Hate speech on Yik Yak is becoming more and more prevalent on college campuses across the country, with incidents occurring at University of Southern CaliforniaSyracuse UniversityMiami UniversitySanta Clara University and many others. The veil of anonymity has led to a proliferation of students sharing opinions usually considered unfavorable to speak about in person or in a public setting.

“It’s been rare for me in my significant usage of Yik Yak to see abusive and trolling behavior,” says Jonathan Patten, a recent La Salle University graduate. “I know for a fact that Yik Yak has bots that automatically down vote any mention of a potential name of an individual. Any abusive things disappear quickly as a result of this.”

This claim appears to have some basis, as co-founder Tyler Droll confirmed in an interview with PC World. In the interview, he said users have the ability to downvote yaks and report them and, “on our end, we have a team of moderators working and we have filters running in the background. They’re checking for names, comments, cyberbullying, racist and homophobic slurs, and general inappropriate content.”

While describing the self-policing nature of Yik Yak to the New York Times, Droll said, “Really, what it comes down to is that we try to empower the communities as much as we can.”

At Santa Clara, the yak in question was posted for two minutes and received two upvotes at the time the screenshot was taken, even though it was in clear violation of the Yik Yak terms. The exact amount of time the yak was up before receiving the number of downvotes needed to warrant its removal is unclear. But for many students, that was plenty of time to see the post.

These issues point to the Catch-22 nature of hate speech Yik Yak has created on college campuses.
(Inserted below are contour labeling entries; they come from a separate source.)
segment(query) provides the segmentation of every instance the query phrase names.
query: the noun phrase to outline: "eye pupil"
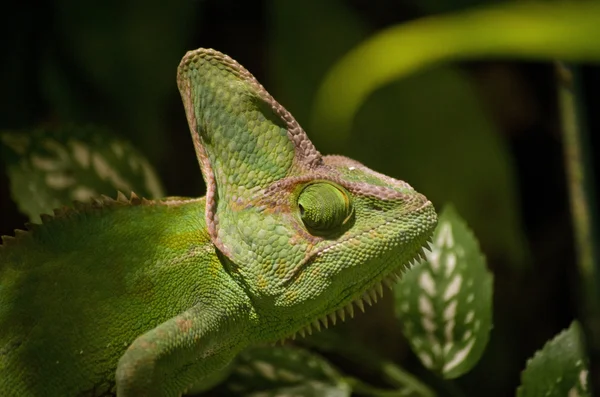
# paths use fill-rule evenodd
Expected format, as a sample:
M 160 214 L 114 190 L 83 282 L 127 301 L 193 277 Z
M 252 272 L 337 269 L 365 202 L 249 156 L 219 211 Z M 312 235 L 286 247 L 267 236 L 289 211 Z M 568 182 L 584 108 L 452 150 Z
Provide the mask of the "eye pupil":
M 300 192 L 298 211 L 310 233 L 335 233 L 351 218 L 352 200 L 343 187 L 331 182 L 316 182 Z

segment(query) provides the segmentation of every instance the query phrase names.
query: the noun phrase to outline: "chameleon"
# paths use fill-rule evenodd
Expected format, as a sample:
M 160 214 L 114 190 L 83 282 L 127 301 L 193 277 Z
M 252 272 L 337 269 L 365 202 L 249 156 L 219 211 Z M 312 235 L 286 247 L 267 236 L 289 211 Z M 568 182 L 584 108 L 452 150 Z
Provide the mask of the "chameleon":
M 423 257 L 432 203 L 321 155 L 235 60 L 189 51 L 177 85 L 206 195 L 101 196 L 4 236 L 0 395 L 180 396 L 249 345 L 364 309 Z

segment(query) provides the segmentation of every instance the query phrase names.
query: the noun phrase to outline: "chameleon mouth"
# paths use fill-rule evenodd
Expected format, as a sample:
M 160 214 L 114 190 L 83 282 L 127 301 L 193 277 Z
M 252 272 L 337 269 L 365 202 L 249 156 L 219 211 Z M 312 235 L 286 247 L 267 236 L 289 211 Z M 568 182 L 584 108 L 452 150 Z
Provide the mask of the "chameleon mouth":
M 423 245 L 415 252 L 411 259 L 409 259 L 406 262 L 402 262 L 401 264 L 392 268 L 387 273 L 383 274 L 375 282 L 371 283 L 371 285 L 368 286 L 363 292 L 363 294 L 360 295 L 358 298 L 355 298 L 354 300 L 351 300 L 350 302 L 341 305 L 338 309 L 335 309 L 330 313 L 327 313 L 322 317 L 319 317 L 316 320 L 308 323 L 293 334 L 284 337 L 282 339 L 282 342 L 285 341 L 285 339 L 295 340 L 298 335 L 305 338 L 306 334 L 312 335 L 313 330 L 318 332 L 321 331 L 321 327 L 329 328 L 330 323 L 335 325 L 338 319 L 342 322 L 346 321 L 346 316 L 348 316 L 349 318 L 354 318 L 354 313 L 356 312 L 355 306 L 357 310 L 360 310 L 364 313 L 365 304 L 373 306 L 375 303 L 377 303 L 377 300 L 379 298 L 383 297 L 384 286 L 389 288 L 390 291 L 392 291 L 394 285 L 402 279 L 402 276 L 406 270 L 417 266 L 426 259 L 426 251 L 429 250 L 431 244 L 432 237 L 428 239 L 425 245 Z

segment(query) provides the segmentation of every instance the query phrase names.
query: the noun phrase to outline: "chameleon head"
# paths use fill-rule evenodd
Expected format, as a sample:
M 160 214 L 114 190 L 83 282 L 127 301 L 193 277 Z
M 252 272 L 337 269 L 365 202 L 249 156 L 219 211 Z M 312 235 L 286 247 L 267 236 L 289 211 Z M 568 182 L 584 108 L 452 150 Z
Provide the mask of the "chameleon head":
M 178 85 L 207 184 L 209 234 L 259 314 L 312 322 L 421 254 L 436 224 L 431 203 L 356 161 L 321 156 L 237 62 L 191 51 Z

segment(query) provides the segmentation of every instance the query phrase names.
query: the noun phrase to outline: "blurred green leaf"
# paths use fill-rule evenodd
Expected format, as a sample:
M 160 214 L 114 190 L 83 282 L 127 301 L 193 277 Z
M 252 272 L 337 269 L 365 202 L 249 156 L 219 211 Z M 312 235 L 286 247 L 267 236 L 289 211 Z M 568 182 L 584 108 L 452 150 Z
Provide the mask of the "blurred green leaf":
M 319 89 L 312 124 L 349 139 L 368 95 L 434 63 L 510 57 L 600 61 L 600 3 L 507 2 L 385 29 L 354 48 Z
M 109 124 L 152 158 L 163 152 L 175 69 L 202 2 L 60 0 L 57 48 L 41 64 L 44 94 L 61 121 Z
M 327 361 L 297 347 L 242 352 L 226 382 L 235 396 L 350 396 L 350 386 Z
M 335 147 L 331 132 L 316 136 Z M 527 263 L 513 164 L 465 74 L 438 67 L 378 90 L 351 137 L 344 154 L 408 181 L 438 206 L 452 202 L 488 255 Z
M 583 336 L 576 321 L 527 362 L 518 397 L 590 396 Z
M 117 191 L 164 195 L 156 172 L 128 142 L 95 127 L 0 133 L 13 200 L 31 221 L 42 213 Z
M 492 275 L 452 207 L 440 214 L 427 260 L 394 288 L 396 316 L 427 368 L 456 378 L 479 361 L 492 319 Z
M 409 0 L 412 6 L 427 14 L 456 11 L 482 4 L 501 3 L 507 0 Z
M 300 123 L 329 68 L 365 37 L 359 15 L 341 0 L 268 2 L 269 92 Z

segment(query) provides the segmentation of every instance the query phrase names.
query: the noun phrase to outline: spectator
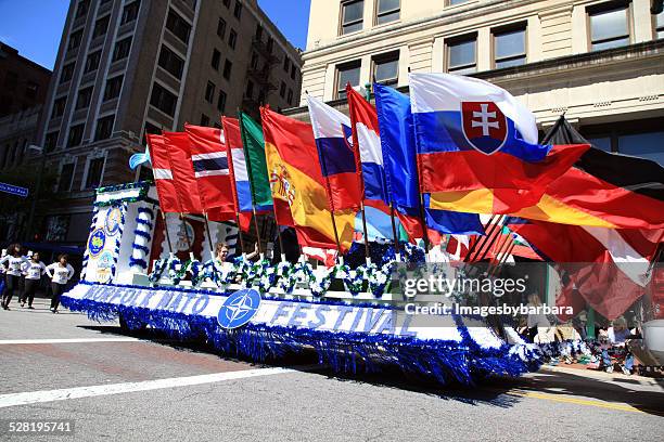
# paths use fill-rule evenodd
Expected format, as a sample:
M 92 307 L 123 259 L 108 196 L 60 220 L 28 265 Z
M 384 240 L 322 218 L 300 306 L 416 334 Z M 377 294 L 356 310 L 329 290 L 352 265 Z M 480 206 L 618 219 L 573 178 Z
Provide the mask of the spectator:
M 51 289 L 53 291 L 51 312 L 56 313 L 60 306 L 60 297 L 67 286 L 67 282 L 74 276 L 74 268 L 67 263 L 67 256 L 61 255 L 58 257 L 58 262 L 47 266 L 46 271 L 47 275 L 51 278 Z
M 46 265 L 39 260 L 39 253 L 33 253 L 30 261 L 23 264 L 23 271 L 25 273 L 25 289 L 21 297 L 21 307 L 25 307 L 25 301 L 27 301 L 28 309 L 34 309 L 35 291 L 39 287 L 41 276 L 46 273 Z
M 0 265 L 7 262 L 7 290 L 2 297 L 2 308 L 10 310 L 9 304 L 14 297 L 14 291 L 18 291 L 21 286 L 22 266 L 28 262 L 26 257 L 21 256 L 21 246 L 12 244 L 9 248 L 9 255 L 0 259 Z

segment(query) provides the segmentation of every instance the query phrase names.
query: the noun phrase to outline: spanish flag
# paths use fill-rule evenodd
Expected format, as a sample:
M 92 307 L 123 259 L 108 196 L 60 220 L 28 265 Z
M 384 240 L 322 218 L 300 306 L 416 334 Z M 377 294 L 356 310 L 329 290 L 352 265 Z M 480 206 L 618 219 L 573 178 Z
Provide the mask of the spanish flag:
M 320 246 L 318 240 L 306 239 L 316 236 L 311 233 L 319 233 L 328 239 L 328 244 L 334 244 L 330 204 L 318 162 L 311 125 L 284 117 L 265 107 L 260 108 L 260 116 L 272 198 L 290 206 L 301 240 L 318 243 L 301 244 L 302 246 Z M 279 223 L 282 223 L 281 218 Z M 348 249 L 353 242 L 355 213 L 336 212 L 334 220 L 340 245 L 342 249 Z M 309 229 L 297 229 L 298 226 Z M 308 235 L 303 235 L 303 232 Z

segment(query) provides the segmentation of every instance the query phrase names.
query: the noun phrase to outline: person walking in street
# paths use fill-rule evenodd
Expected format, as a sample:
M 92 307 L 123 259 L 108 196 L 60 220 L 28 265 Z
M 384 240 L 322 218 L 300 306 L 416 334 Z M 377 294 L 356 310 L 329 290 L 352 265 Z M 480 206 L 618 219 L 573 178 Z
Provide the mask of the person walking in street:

While hate speech on the app has been abusive to those affected, the fact that students have an anonymous platform to voice unfavorable opinions sheds light on problematic and often suppressed issues occurring at college campuses nationwide.

Through its anonymity and resulting lack of accountability, Yik Yak is giving a voice — even if just a temporary one — to hateful comments. It brings private opinions and sentiments into a public space, many of which have been previously hidden.

While students, staff and faculty have mixed feelings about Yik Yak, it appears — at least for the time being — that the app is not going away.

That said, universities should take these opportunities to address the hate speech that is occurring and potential campus-wide instances of racism, homophobia, sexism, xenophobia or bias. In a difficult and sometimes troubling way, Yik Yak has created concrete points of reference for universities to address relevant issues on their campuses.

In March a group of students at Saint John’s University in New York started an #OccupyYikYak movement to shed light on anonymous hate speech and shift the conversation.

In a similar fashion, the Associated Student Government (ASG) at SCU held a town hall-style meeting May 13, the week after the Yik Yak hate speech incident, where students were encouraged to come and voice their opinions and emotions surrounding the recent incidents.

Titled, “When It’s Not a Great Day to Be a Bronco,” the event created a space for discussion about the hurtful yaks posted. Leaders and participants worked to channel that discussion into a constructive discourse on how to address issues and create solutions.

By acknowledging, addressing and discussing hate speech occurring on Yik Yak, students and administrators engage in much-needed conversation and create more tolerant and inclusive campus communities.